Say we have a square matrix like so
1 c c c ... c
c 1 c c ... c
...
c c c c ... 1
What would be the inverse of this matrix? Calling an inv function is expensive, especially for a very large matrix. I am almost certain there's a simple formula to quickly find this inversion since the inversion also has a very similar form of
x y y y ... y
y x y y ... y
...
y y y y ... x
Though I am not sure what the exact formula is, I appreciate any help.
On
Assuming that the inverse matrix to $$ M_{ij}=c+(1-c)\delta_{ij}\tag1 $$ has the form: $$ M^{-1}_{ij}=y+(x-y)\delta_{ij}\tag2 $$ one easily obtains from $$ M^{-1}M=I $$ the equations: $$\begin{align} x+(n-1)y c&=1\\ x c+ y +(n-2)yc&=0 \end{align}. $$ The equations can be easily solved giving the result: $$ x=-\frac{(n-2)c+1}{(c-1)(1+(n-1)c)};\quad y=\frac{c}{(c-1)(1+(n-1)c)}, $$ which provided that $c\ne1$, $c\ne-\dfrac1{n-1} $ justifies the assumption $(2) $.
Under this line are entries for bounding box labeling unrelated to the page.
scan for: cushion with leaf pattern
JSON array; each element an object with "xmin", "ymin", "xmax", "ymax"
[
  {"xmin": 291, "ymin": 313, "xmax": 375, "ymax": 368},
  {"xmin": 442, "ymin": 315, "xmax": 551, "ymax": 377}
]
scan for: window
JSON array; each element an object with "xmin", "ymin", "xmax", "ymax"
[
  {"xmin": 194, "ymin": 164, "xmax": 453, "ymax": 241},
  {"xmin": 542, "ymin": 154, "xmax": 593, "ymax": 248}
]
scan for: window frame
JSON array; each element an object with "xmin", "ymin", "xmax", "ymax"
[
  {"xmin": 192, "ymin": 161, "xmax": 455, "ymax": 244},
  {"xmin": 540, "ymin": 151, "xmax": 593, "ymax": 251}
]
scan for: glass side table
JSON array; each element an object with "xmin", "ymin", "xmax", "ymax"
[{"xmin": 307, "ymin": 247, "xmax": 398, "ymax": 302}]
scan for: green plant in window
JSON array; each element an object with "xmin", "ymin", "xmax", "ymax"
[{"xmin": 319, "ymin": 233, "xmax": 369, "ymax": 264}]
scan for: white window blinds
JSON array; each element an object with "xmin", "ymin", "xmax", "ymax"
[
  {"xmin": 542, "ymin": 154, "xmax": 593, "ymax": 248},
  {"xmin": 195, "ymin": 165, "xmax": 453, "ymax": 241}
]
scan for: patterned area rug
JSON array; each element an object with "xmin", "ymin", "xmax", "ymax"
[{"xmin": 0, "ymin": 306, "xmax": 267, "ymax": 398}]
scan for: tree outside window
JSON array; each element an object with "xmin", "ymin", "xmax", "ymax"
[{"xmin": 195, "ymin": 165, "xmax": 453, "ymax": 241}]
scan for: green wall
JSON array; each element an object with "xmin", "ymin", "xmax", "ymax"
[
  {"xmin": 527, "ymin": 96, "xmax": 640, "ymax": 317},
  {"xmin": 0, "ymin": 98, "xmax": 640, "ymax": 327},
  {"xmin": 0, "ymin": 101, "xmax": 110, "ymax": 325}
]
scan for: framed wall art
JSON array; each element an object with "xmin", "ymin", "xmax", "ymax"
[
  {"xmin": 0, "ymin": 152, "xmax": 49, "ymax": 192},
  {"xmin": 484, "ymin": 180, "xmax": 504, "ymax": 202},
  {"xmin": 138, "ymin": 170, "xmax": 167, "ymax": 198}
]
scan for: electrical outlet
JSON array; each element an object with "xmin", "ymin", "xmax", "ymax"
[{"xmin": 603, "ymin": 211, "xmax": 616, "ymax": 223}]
A few examples with WA seem to indicate that the inverse of that matrix has the same form, except that the diagonal element is $-((n-2)c+1)$ and we have to divide by the determinant, which seems to be $(n-1)c^2-(n-2)c-1=(c-1)((n-1)c+1)$.
Here is the inverse for $n=5$:
This is probably easy to prove directly or using that the original matrix is a circulant matrix.